Жена журавля - Несс Патрик. Страница 7
Вместе с ним подбросило и велосипед, руль которого зацепился за передний бампер, и, пока старушка все еще ехала дальше — десять, двадцать, тридцать футов по пешеходной зоне, вперед и вперед, — Джордж соскользнул на землю, и его тут же придавило тяжеленным велосипедом — прямо на дороге, перед носом автомобиля. Это он помнил отчетливо, куда отчетливей любых других подробностей происшествия. Больше всего это напоминало съезжание на спине со снежной горки — несколько секунд, в которые чувство боли откладывается на потом и воспринимается лишь как грядущая вероятность. Так или иначе, остановиться он все равно не мог — рукам не за что было ухватиться, ногам не во что упереться, а голове даже не на кого оглянуться, чтобы просить о помощи.

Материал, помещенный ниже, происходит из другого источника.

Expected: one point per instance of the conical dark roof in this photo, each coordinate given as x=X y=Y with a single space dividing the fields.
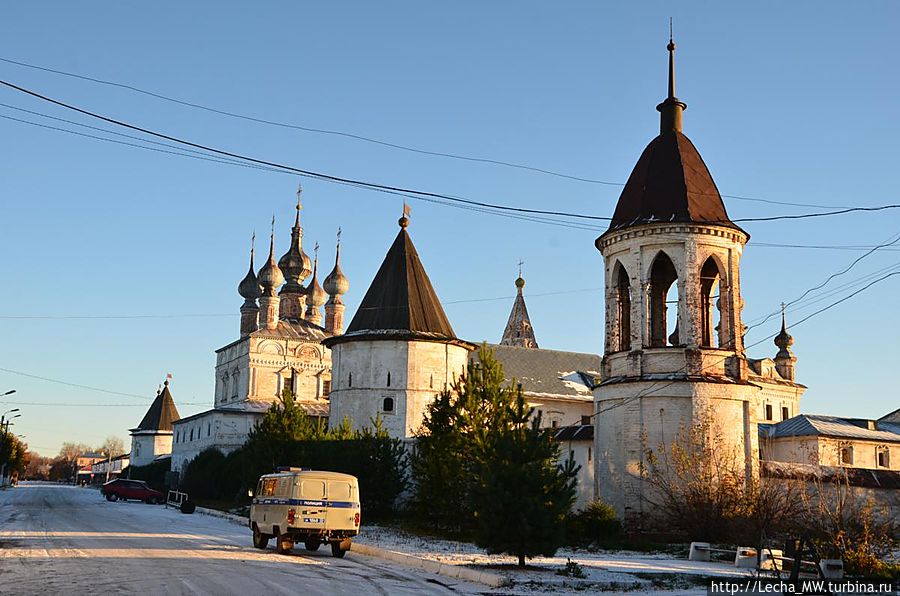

Возвращаясь мыслями к этому событию, Джордж, как это ни парадоксально, яснее всего остального помнил о своем невероятном спокойствии. Он видел одно лишь небо над головой — ясное, умиротворяющее, просторное, бесстрастно взиравшее сверху на то, как его подбрасывает от удара, шарахает о мостовую и придавливает тяжелым велосипедом. Очень похоже на момент, когда он нашел Журавушку (или она его) — миг, когда время остановилось, миг, в котором можно жить вечно. Он вглядывался в это небо с восторгом и недоверием в сердце, и единственной вразумительной мыслью в голове было: «Это действительно происходит со мной».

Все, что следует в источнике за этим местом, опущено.